Constitutional expert Professor George Williams has backed the Premier’s plan, pointing out that the power to make marriage laws is shared by the Commonwealth and the states, and if the Commonwealth refuses to make a law for one type of marriage – in this case same-sex marriage – that power falls to the states.
Tasmanian gay rights advocate Rodney Croome today praises Giddings for her leadership on the issue. He says he does realize a High Court challenge to Tasmania’s marriage equality law is possible, but notes that many state and Commonwealth laws are enacted despite constitutional question marks, including the Howard Government’s Work Choices legislation and the Gillard Government’s carbon tax.
“To those people who say this is too much of a risk, and holds out false hope to same-sex couples, I say that there is much greater risk in not seizing this opportunity and moving forward,” Croome reacts.
“Ms Gidding’s pledge is a historic moment for Tasmania and for the gay community nationally,” he adds. “Tasmania will be more socially inclusive, we will build stronger relationships and families, our economy will benefit and we will dispell our lingering reputation for intolerance forever.

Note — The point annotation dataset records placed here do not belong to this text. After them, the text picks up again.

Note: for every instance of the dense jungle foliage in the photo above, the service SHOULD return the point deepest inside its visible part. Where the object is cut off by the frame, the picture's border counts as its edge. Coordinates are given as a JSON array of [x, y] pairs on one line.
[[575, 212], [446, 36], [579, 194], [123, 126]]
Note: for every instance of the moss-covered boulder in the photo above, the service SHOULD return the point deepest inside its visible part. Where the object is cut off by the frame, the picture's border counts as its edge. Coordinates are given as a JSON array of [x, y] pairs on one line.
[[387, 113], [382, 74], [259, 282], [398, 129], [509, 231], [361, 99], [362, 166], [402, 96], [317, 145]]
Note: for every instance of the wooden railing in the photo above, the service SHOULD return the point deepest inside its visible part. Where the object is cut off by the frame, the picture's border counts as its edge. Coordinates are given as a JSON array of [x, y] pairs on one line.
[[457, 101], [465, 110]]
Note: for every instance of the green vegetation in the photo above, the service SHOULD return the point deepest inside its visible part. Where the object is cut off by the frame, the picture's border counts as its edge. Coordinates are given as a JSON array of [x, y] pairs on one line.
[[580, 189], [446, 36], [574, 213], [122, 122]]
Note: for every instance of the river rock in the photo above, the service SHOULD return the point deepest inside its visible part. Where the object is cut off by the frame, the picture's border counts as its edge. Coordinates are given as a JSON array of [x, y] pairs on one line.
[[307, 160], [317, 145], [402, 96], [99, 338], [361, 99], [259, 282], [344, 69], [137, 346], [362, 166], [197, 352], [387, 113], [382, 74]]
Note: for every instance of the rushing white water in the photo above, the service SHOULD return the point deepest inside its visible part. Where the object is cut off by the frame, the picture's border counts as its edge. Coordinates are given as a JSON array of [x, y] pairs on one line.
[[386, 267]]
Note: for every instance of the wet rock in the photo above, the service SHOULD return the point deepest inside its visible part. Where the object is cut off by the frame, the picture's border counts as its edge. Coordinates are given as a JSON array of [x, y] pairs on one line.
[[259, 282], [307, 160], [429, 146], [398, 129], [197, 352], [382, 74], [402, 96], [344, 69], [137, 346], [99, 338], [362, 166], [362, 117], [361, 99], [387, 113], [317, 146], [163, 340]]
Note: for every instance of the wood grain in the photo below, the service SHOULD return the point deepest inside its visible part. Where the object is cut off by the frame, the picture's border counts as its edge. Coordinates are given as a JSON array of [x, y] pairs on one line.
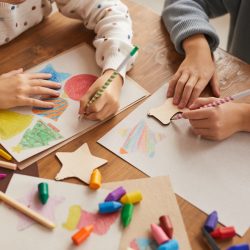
[[156, 62]]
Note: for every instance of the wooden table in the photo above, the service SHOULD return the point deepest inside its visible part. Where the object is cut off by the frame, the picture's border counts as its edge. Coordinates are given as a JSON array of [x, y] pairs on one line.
[[157, 61]]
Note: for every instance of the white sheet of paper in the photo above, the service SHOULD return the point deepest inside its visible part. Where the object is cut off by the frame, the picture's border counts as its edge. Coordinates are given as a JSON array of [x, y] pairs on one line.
[[210, 175], [79, 60], [38, 237]]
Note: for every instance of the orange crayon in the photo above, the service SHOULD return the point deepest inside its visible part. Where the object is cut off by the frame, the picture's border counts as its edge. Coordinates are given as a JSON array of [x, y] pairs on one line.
[[82, 234], [95, 179]]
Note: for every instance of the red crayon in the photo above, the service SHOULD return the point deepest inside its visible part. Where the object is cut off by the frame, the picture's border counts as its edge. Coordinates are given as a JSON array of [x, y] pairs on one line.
[[223, 233], [166, 225]]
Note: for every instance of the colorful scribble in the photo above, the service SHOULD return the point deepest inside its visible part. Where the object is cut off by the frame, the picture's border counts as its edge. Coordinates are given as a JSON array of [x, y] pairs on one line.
[[55, 75], [54, 113], [32, 201], [78, 85], [40, 135], [12, 123], [141, 138], [78, 218], [143, 244]]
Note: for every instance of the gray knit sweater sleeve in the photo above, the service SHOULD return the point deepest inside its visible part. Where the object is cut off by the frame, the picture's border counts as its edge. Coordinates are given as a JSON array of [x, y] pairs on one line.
[[184, 18]]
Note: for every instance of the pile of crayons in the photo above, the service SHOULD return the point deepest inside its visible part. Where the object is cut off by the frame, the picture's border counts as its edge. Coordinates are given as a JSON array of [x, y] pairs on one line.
[[211, 233], [163, 234], [115, 200]]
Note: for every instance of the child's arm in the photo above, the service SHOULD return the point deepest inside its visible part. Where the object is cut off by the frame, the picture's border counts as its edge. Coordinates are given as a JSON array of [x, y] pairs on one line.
[[112, 24], [188, 24], [218, 123], [17, 89]]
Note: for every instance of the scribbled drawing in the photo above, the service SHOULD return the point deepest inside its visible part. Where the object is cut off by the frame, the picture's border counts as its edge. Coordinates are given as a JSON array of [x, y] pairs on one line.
[[40, 135], [78, 85], [54, 113], [143, 244], [141, 138], [12, 123], [32, 201], [56, 76], [78, 218]]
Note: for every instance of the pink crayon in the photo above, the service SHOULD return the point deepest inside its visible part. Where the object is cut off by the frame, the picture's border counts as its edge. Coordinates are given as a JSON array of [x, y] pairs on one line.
[[166, 225], [116, 194], [2, 176], [158, 234]]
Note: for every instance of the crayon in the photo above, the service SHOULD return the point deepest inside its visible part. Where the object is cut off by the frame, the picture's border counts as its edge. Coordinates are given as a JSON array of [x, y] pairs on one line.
[[210, 240], [8, 165], [170, 245], [5, 155], [116, 194], [27, 211], [95, 179], [82, 234], [240, 247], [223, 233], [127, 214], [166, 225], [132, 197], [158, 234], [43, 191], [211, 221], [2, 176], [109, 207]]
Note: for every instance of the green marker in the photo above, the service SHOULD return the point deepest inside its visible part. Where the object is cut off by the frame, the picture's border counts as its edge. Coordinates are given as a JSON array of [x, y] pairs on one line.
[[127, 213], [43, 191]]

“Nationally, pressure for marriage equality will increase as couples married in Tasmania demand recognition from other Australian governments, and as it becomes clear that the sky doesn’t fall in when same-sex partners wed.”
Croome says Tasmania is the logical state to take the lead because its parliament was the first to enact a civil union scheme, the first to recognise overseas same-sex marriages and the first to give in-principle support to the reform at a national level.
“Ironically, the fact Tassie was the last state to decriminalise homosexuality in 1997 has led us directly to this point because the damage caused by prejudice and discrimination is still a recent and painful memory for many Tasmanians.”
Fellow marriage equality advocate Alex Greenwich has also welcomed the Tasmanian Premier’s announcement. “Regardless of what happens federally, this means it is likely we will have same-sex marriage on Australian soil as early as this year,” he tells Same Same.
Meanwhile, Professor Lee Badgett from the University of California Williams Institute has estimated that if Tasmania is the “first mover” on same-sex marriage it will benefit by at least $96 million from couples marrying in the state.